L'atteggiamento imperialista che si concretizza in aggressioni esterne non costituisce l'unico metro di misura per giudicare la rispettabilità o meno di un regime. La Cina fino ad ora si limita a praticare il controllo interno. Controlla molti paesi esteri attraverso il vincolo economico. Ma non ha mai proceduto a invadere un paese confinante. Il che, ai miei occhi, non rende per questo più accettabile quanto quotidianamente avviene in Cina.

Matteo ha detto...

Chiara. Non dobbiamo fare confusione. Le riforme iraniane per la giustizia sociale erano cominciate ai tempi di Mossadeq. Mossadeq era un premier democratico e stava tentando di redistribuire la ricchezza. Ma non lo ha potuto fare a causa del colpo di stato che ha portato al potere lo Shah. Chi organizzò e diresse questo colpo di stato? a) le classi benestanti, le stesse che spesso adesso protestano contro Ahmadinejad e in favore di Moussavi b) la CIA, la stessa che preme per una "rivoluzione colorata" in Iran e che sostiene quel fantoccio di Moussavi.
Che coincidenza!
Come mai le fasce più povere sostengono Ahmadnejad e quelle ricche Moussavi? facciamoci questa domanda. Per la stessa ragione per cui sostenevano lo Shah.
Insomma, due fatti: 1. Ahmadinejad con tutti i suoi difetti è molto meglio del filoamericano Moussavi e della "rivoluzione verde" e dei riformisti che quando erano al governo hanno penalizzato i lavoratori. 2. Se c'è stata la rivoluzione iraniana la colpa è solo degli Usa che hanno rovesciato un governo democratico per metterci un monarca che gli faceva comodo. La bilancia pende più dalla parte dell'Iran che da quella degli Usa (e dei governi filoamericani).
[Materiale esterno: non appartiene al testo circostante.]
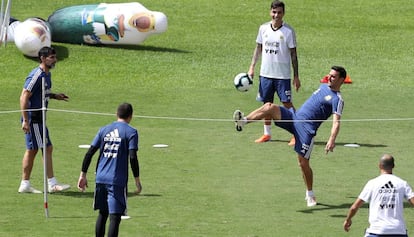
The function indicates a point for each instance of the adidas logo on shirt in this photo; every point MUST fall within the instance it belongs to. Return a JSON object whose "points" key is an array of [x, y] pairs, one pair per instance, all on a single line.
{"points": [[112, 142], [387, 188]]}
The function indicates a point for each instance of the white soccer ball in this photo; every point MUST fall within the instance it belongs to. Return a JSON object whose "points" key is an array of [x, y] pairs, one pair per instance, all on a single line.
{"points": [[243, 82], [31, 35]]}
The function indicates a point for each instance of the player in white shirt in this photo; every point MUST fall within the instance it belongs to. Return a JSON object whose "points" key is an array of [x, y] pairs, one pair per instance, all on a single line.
{"points": [[276, 45], [385, 194]]}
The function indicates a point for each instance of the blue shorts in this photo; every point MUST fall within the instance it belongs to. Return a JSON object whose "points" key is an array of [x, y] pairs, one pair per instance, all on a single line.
{"points": [[304, 139], [34, 139], [110, 198], [269, 86]]}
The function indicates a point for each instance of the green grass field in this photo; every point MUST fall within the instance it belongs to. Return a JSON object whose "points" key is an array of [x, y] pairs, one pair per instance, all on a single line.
{"points": [[212, 180]]}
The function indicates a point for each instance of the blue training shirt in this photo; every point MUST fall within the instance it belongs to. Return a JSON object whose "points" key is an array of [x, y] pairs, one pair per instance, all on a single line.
{"points": [[33, 84], [114, 140], [320, 106]]}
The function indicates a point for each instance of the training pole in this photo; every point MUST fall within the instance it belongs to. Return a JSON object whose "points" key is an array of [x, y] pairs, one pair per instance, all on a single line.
{"points": [[45, 184], [5, 19]]}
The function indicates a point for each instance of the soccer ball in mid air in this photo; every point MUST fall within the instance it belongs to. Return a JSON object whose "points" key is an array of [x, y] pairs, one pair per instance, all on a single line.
{"points": [[243, 82], [31, 35]]}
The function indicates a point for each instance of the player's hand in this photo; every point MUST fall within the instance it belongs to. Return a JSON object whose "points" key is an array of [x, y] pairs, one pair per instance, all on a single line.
{"points": [[347, 225], [296, 83], [329, 147], [61, 96], [26, 127], [82, 183]]}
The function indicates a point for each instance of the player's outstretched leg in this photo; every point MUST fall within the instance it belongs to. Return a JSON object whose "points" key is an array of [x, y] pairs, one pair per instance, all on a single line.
{"points": [[238, 116]]}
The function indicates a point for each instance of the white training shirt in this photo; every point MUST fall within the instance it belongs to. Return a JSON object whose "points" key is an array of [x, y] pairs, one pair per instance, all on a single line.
{"points": [[276, 45], [386, 195]]}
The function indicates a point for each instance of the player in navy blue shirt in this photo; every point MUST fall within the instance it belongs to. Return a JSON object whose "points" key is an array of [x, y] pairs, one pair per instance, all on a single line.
{"points": [[31, 100], [118, 145], [325, 102]]}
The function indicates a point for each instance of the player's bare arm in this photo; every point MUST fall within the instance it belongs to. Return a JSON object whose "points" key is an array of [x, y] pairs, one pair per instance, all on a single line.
{"points": [[295, 66], [24, 100], [336, 122], [255, 58]]}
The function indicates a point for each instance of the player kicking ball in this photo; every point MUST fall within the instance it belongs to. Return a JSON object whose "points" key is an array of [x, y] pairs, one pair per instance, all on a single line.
{"points": [[325, 102]]}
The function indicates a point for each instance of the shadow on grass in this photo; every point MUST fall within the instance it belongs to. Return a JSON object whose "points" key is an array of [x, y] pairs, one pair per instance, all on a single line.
{"points": [[325, 207], [345, 206], [143, 48], [78, 194], [321, 143]]}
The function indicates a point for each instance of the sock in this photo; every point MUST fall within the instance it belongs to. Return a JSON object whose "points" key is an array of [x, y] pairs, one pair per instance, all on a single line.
{"points": [[267, 129], [52, 181], [114, 221]]}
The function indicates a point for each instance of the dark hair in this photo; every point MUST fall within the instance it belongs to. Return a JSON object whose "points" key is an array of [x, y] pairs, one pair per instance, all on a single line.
{"points": [[387, 162], [276, 4], [341, 70], [124, 111], [46, 52]]}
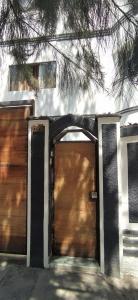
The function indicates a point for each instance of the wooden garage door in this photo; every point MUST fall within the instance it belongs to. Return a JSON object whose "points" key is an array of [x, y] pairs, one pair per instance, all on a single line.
{"points": [[13, 179], [74, 228]]}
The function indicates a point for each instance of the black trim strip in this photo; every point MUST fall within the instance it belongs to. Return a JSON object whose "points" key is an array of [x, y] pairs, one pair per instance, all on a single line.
{"points": [[110, 198]]}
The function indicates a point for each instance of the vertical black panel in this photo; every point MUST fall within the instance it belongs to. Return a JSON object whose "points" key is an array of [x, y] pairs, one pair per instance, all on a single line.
{"points": [[110, 198], [37, 197], [132, 150]]}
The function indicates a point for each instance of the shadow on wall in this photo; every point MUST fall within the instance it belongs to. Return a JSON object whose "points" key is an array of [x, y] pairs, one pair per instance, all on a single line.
{"points": [[74, 225], [36, 284]]}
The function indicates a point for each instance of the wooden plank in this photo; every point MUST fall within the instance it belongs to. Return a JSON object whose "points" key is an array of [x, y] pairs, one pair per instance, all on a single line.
{"points": [[74, 226]]}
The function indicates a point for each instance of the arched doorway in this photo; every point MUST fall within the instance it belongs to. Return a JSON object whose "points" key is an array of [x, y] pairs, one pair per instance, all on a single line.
{"points": [[74, 222]]}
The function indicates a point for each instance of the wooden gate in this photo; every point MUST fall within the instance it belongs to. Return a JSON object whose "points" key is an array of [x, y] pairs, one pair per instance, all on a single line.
{"points": [[74, 226], [13, 179]]}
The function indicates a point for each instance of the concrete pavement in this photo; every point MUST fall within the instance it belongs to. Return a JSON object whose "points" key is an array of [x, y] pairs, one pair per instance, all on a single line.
{"points": [[20, 283]]}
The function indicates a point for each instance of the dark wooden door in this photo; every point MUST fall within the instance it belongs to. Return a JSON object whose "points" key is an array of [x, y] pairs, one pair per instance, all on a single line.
{"points": [[13, 179], [74, 228]]}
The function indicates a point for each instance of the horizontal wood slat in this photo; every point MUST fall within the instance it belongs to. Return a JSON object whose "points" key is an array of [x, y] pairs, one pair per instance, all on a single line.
{"points": [[13, 179], [74, 224], [15, 113]]}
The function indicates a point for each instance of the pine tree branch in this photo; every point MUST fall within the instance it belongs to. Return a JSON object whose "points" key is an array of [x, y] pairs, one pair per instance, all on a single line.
{"points": [[124, 13]]}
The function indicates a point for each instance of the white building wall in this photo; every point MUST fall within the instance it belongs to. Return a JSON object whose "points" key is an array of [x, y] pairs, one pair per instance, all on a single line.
{"points": [[57, 102]]}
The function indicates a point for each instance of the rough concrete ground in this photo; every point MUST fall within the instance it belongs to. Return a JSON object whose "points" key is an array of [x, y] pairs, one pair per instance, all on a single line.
{"points": [[20, 283]]}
Chiara Milanesi ha detto...

Caro Matteo, le fasce più povere della società tedesca negli anni 30 sostennero l'imbianchino...Questo non fa del nazismo un regime accettabile...
Ahmadinedjad, resta, a mio avviso, un fanatico islamofascista e antisemita, che sfrutta l'oscurantismo deii ceti più ignoranti del paese per avere un sostegno, bloccando ogni tipo di apertura verso la modernità. Per modernità intendo semplicemente il fatto che metà della popolazione, le donne, possa aspirare a valere un poco di più della metà di un maschio.
Non credo che Moussavi sia un'alternativa credibile. Quello che credo è che nella rivolta iraniana attuale vi siano, in fieri, i germi della stessa rivolta che spodestò Pahlevi a suo tempo...e che non era fatta solo degli islamofascisti scherani di Khomeini, ma anche dai comunisti, dai socialisti, dai laici e dai libertari. L'ho già spiegato meglio in questo post:
http://quelcheintendo.blogspot.com/2009/06/ancora-iran.html

Matteo ha detto...

Chiara, io apprezzo il tuo idealismo, ma purtroppo in Iran non c'è un'opposizione comunista, socialista, laica, libertaria tranne qualche sparuto gruppetto. E gli oppositori "riformisti" di Ahmadinejad non sono meglio di lui, anzi. Sarebbe sbagliato definire "fascista" Ahmadinejad, sarebbe cadere nella trappola di quanti vogliono ridurre la politica mediorientale a categorie occidentali.
La mia è ua posizione realista. Le forze in campo sono quelle. Neanche a me piace Ahmadinejad. Come ai partigiani comunisti non piaceva Badoglio. Ma purtroppo bisogna fare i conti con la realtà. Altrimenti ci si limita a uno steile ribellismo.

Artemisia ha detto...

Sono pienamente d'accordo con te (ho letto anche i commenti).

Anonimo ha detto...

Assolutamente d'accordo con te, Chiara:ho da poco finito di leggere "A thousand splendid suns", e ho pensato le stesse cose.